Anti-Laws do not impinge on the freedom of companies to do just and fair business deals. They only check their unfair and anti-competitive trade practices.

Governments enact antitrust laws to facilitate free and fair competition between market forces. They are intended to prevent the rise of monopolistic and restrictive trade practices in the market economy.

The underlying rationale is that freedom of contract and trade should not be allowed to such an extent that it leads to its own destruction or degradation.

That being said, antitrust laws are not necessarily against business deals and relationships. In fact, relationships and engagement between different companies are necessary for a successful business environment.

But anti-trust laws do discourage such business transactions, mergers, takeovers, and connivance between two or more companies which have the effect of adversely closing down other businesses. In the operation of the economic system, they are intended to prevent the concentration of economic power in a few hands to the common detriment.

Since modern liberal welfare states are based on facilitating a healthy market competition for the benefit of all, they discourage the monopoly and dominance of only a few players in the market.

Historical experience shows that barring a few exceptions, monopolistic practices generally have generally proved bad both for the economy and society in the long run. 

The purpose of anti-trust or competition laws, therefore, is to regulate monopolies. Most antitrust laws regulate monopolies in two ways either by restricting per se violations or by using the rule of reason.

Trade practices that are ought-rightly anti-competitive are restricted immediately but trade practices in the fluid category are judged by regulatory authorities using reason on a case-by-case approach.

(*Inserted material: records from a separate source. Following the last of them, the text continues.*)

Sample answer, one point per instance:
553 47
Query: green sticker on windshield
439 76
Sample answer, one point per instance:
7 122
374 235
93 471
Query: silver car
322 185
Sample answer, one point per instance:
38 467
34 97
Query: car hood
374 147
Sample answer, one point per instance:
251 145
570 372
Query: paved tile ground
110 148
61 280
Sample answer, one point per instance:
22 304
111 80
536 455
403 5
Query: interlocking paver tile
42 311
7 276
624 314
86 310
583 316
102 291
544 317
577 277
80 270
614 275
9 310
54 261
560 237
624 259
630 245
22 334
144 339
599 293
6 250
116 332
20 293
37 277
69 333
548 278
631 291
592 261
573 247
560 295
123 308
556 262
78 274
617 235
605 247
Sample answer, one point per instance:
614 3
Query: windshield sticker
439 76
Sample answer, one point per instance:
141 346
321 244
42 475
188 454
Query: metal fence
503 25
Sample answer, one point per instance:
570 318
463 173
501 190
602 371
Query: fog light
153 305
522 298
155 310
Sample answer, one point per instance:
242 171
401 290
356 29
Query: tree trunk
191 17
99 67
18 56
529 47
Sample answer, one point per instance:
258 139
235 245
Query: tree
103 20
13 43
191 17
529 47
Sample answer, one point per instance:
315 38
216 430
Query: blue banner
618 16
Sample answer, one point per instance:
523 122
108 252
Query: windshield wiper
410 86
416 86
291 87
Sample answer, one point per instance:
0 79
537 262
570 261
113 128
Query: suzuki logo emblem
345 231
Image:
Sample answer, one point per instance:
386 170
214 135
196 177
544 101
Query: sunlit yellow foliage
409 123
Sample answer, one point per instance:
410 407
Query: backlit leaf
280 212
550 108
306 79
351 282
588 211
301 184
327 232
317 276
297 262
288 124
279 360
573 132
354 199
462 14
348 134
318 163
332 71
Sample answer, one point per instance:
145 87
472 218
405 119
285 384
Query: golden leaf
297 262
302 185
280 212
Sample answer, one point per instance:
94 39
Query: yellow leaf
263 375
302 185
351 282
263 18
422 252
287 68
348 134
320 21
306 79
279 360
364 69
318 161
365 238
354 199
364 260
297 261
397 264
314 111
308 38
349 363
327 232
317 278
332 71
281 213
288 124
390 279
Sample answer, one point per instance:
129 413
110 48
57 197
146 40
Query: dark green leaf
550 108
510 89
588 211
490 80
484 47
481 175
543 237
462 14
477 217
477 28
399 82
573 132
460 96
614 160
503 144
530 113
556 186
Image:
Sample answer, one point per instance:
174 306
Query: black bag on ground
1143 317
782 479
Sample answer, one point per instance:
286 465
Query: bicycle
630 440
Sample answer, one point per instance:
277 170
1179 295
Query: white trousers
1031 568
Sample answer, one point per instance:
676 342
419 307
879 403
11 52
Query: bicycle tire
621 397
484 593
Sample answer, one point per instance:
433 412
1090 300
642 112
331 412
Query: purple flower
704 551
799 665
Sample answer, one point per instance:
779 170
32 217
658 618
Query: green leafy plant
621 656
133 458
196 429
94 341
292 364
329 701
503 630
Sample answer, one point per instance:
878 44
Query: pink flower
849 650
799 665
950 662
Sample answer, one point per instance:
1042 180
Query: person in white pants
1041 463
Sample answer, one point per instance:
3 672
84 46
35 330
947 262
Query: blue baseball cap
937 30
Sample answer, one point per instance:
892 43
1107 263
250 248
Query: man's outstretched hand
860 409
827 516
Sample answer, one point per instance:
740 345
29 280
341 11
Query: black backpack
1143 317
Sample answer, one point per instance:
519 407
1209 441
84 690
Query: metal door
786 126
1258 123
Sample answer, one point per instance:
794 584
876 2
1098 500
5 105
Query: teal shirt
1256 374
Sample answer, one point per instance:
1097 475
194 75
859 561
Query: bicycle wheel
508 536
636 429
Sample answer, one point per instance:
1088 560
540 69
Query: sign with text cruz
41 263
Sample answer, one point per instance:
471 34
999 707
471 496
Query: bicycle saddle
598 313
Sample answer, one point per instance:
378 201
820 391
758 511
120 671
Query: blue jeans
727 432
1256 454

The overall essence of antitrust laws, therefore, is not to touch upon every business deal but to restrict and regulate only such practices and entities that adversely affect competition to the greater disadvantage of others. Free and fair competition is often considered a sine-qua-non for the overall growth of the business and economy.

While the law should facilitate and encourage trade and commerce, at the same time, it should also ensure that some fishes do not eat all other fishes of the pond. It will imbalance the whole ecosystem of the market.